South Korea’s fascination with blockchain and cryptocurrency seemingly grows stronger each day. The country is among the few global powers to have embraced and made regulations for the controlled rise and introduction of digital currencies.
Now, there might be greater plans in the mix, if a recent development, buoyed by Chinese progress in blockchain systems, proves true.
Transition to a “data economy”
Korean ministries believe blockchain technology can help in dealing with massive amounts of data. Data Science was a huge theme of the last decade, leading to increased calls for responsible usage and reporting. Korea thinks blockchain is the solution to such concerns.
A report by local publication ZDNet Korea earlier this week, which ICON founder Min Ho Kim refers to, revealed the South Korean government is set to decide on a 480 billion won ($400 million) fund dedicated entirely to blockchain research and development.
The committee has until the end of May 2020 to confirm the massive budget, while deciding on a framework that dictates how funds will be used in the next five years until 2025.
Paper explores blockchain in depth
A research paper called the “’Development of Blockchain Technology for the Data Economy” examined the economic and financial feasibilities of devoting state funds towards a blockchain-based solution, which to date remains somewhat unproven in terms of scaling and data processing.
Two Korean bodies, the ministry of science and ministry of ICT, jointly proposed the paper in November 2019, aiming to secure a transition to the “data economy.” They further cite Korea’s ongoing “data revitalization” plan as a stimulus for allowing blockchain R&D.
The paper notes blockchain platforms, while expensive to build, help bring reliability and transparency to large data sets, which give its standing as an “essential” technology.
In addition, the project expects government backing would increase collaboration between private corporations, startups, and government bodies leading to a strengthening of the local blockchain industry.
The paper states “clear limitations” exist in currently available open-source blockchain platforms, adding:
“If this is improved, Korea can lead the next-generation blockchain technology.”
China’s quiet rise
Interestingly, the report states “concerns of China moving ahead” in the blockchain industry as one of the major catalysts for blockchain adoption. Local experts believe “now is a golden time” for investment and “intensive” research.

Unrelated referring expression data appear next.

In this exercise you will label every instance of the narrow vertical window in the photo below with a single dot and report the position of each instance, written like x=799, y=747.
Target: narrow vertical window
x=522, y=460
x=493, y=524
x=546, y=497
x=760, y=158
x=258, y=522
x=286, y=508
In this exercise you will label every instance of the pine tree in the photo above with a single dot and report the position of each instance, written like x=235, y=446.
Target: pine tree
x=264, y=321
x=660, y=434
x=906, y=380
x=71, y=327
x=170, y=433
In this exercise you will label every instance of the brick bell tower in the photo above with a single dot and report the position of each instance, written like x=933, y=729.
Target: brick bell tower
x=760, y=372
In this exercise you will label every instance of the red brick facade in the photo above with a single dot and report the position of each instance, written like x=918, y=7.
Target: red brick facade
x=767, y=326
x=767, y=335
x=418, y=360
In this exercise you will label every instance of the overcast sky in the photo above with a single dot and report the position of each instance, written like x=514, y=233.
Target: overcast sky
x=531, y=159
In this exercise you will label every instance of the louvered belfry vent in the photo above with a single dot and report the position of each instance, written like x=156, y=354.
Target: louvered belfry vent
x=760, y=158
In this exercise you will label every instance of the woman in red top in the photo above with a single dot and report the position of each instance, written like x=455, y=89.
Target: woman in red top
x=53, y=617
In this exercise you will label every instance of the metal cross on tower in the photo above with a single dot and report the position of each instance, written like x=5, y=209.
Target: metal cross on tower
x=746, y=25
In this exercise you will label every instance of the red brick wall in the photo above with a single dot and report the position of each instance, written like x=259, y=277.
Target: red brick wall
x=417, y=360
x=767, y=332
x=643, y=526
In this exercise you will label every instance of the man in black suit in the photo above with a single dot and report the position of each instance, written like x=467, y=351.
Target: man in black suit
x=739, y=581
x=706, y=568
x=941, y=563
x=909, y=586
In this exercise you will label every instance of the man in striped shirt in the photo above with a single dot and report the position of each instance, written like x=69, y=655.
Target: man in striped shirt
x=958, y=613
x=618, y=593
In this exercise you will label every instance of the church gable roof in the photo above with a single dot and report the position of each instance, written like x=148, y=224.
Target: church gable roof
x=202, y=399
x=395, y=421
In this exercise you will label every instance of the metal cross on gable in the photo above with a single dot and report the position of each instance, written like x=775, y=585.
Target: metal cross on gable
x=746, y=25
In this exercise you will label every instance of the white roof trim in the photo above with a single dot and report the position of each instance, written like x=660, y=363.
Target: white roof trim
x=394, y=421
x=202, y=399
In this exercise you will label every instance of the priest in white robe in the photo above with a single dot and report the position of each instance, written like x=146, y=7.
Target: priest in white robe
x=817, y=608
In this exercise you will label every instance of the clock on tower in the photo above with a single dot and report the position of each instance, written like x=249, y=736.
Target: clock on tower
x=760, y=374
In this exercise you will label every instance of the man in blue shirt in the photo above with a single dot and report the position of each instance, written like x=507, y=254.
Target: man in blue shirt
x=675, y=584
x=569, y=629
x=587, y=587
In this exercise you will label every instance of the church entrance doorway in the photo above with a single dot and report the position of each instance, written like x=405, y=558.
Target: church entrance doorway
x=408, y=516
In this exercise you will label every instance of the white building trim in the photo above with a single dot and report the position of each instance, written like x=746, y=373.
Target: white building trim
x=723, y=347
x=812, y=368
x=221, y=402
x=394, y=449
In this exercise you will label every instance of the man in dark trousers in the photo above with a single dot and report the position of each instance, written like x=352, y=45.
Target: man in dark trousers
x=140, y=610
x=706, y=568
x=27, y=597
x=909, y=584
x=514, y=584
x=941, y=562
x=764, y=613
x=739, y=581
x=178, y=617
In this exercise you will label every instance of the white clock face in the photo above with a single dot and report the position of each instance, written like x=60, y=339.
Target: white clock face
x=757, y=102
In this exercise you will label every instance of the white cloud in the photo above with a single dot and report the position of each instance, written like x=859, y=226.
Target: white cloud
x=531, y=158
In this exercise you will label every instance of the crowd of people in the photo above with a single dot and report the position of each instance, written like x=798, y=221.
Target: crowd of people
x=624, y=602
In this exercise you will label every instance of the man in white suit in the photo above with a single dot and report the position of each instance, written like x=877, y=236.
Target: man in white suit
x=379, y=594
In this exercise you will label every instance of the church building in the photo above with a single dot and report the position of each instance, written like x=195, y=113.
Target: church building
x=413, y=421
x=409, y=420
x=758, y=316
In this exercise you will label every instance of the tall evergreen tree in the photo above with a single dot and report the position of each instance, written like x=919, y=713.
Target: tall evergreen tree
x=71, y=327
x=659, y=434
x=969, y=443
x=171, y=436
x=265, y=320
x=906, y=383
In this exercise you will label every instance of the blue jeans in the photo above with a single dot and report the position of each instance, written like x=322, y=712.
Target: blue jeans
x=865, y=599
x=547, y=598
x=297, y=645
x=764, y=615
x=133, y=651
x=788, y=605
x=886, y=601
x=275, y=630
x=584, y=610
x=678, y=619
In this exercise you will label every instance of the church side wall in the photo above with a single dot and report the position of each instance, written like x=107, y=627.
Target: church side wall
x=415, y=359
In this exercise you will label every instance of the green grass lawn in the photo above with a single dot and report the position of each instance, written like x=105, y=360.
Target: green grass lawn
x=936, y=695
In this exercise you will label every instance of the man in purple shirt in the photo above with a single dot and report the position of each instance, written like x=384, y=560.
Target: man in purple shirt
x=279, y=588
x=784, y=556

ZDNet Korea notes Professor Park Yong-beom of Dankook University believes the country is finding it “difficult to catch up” in fields like artificial intelligence and machine learning, which were adopted early on by countries and private entities.
But blockchain remains an “early technology,” which represents an area that South Korea can “take the lead” in.
China has its hands in several blockchain projects. The country is marking whole districts as blockchain “incubation zones,” providing cheap electricity, and even testing its digital currency.
Park states China is already commercializing blockchain, while the world grapples with regulatory back-and-forth and delayed lawmaking. He adds:
“China is trying to gain the starting advantage by providing the basic infrastructure to other countries.”
Park presumably refers to China’s Blockchain Service Network (BSN), a unified framework that includes collaborative tools for developers to build blockchain solutions and export solutions to other countries.